Ein plötzlicher Schrecken fiel auf Berendts Seele. Um Himmels willen, wenn er hier abgefaßt, dem Gericht zur Anzeige gebracht würde! Wenn man ihn verurteilte, was sollte daraus werden? Seine Eltern! Mit einem Male fiel ihm mit Zentnerwucht die Schuld auf die Seele, die er auf sich geladen hatte. Gegen das Gesetz hatte er sich vergangen und wie ein Strafschuldiger würde er nun auch diesem verfallen! Ein Zittern durchlief plötzlich seinen Körper. Für sich selbst hätte er ja wohl alles schweigend ertragen, die Schuld, die er auf sich geladen, hätte er mannhaft gebüßt, aber der Vater, die Mutter daheim! Er wußte ja, wie's die treffen, wie's die zu Boden schmettern würde.

Wie ein Gebrochener hockte Berendt auf dem Bette neben dem gleichfalls schweigenden Gegner, der sich seinerseits mit stoischem Gleichmut in das unabänderliche Geschick zu ergeben schien. Er war nicht mehr fähig, einen klaren Gedanken zu fassen. Alle seine Sinne drängten sich in sein Gehör zusammen. Sein Ohr lauschte mit fast schmerzhafter Spannung hinaus auf jedes Geräusch draußen.

Ein letzter Hoffnungsschimmer wollte in seiner Seele aufsteigen. Vielleicht ließ sich der Gendarm doch noch bewegen, von einer Durchsuchung der Kammer Abstand zu nehmen. Vielleicht wendeten sich seine Schritte wieder davon!

Aber umsonst war all dieses Hoffen. Plötzlich wurden die Tritte des Wirtes wieder hörbar, kreischend drehte sich der Schlüssel im Schloß – die Tür ging auf und plötzlich stand der Schreckliche in der grünen Uniform, den Helm auf dem Kopf, die Hand an den Degengriff gelegt, in seiner ganzen massigen Größe im Rahmen der kleinen Tür. Ein grimmiges Lächeln überflog sein bärbeißiges Gesicht und, mit ironischem Lächeln sich zu dem Wirt wendend, deutete er auf die beiden Ertappten, die da regungslos, friedlich vereint, auf dem Bette nebeneinander saßen.

»Bedaure sehr, meine Herren, Sie in Ihrer Zurückgezogenheit stören zu müssen,« sagte der Gendarm.
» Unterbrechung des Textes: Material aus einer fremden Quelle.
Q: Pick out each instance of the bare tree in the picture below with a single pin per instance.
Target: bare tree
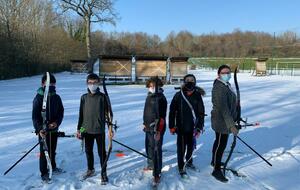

»Na, mein lieber Herr Schuster, Sie sind wenigstens nicht umsonst gegangen. Es war doch ganz gut, daß wir hier noch einmal nachgesehen haben.« Und dann, sich zu den beiden Delinquenten wendend, fügte er mit Galgenhumor hinzu: »Guten Morgen, meine Herren! Bedaure sehr, Sie in Ihrer Zurückgezogenheit stören zu müssen. Sie werden nun schon die Freundlichkeit haben, mir zur Feststellung Ihrer Personalien hinunter zu folgen.«

»Wird uns wohl nichts weiter übrig bleiben,« ging Dobler resigniert auf den Ton des Gendarmen ein und schritt alsbald diesem nach die Treppe hinab. Wortlos folgte Berendt, ihm war zu Mute, als hätte er ein Verbrechen begangen und sollte nun der sühnenden Gerechtigkeit zur vernichtenden Strafe ausgeliefert werden.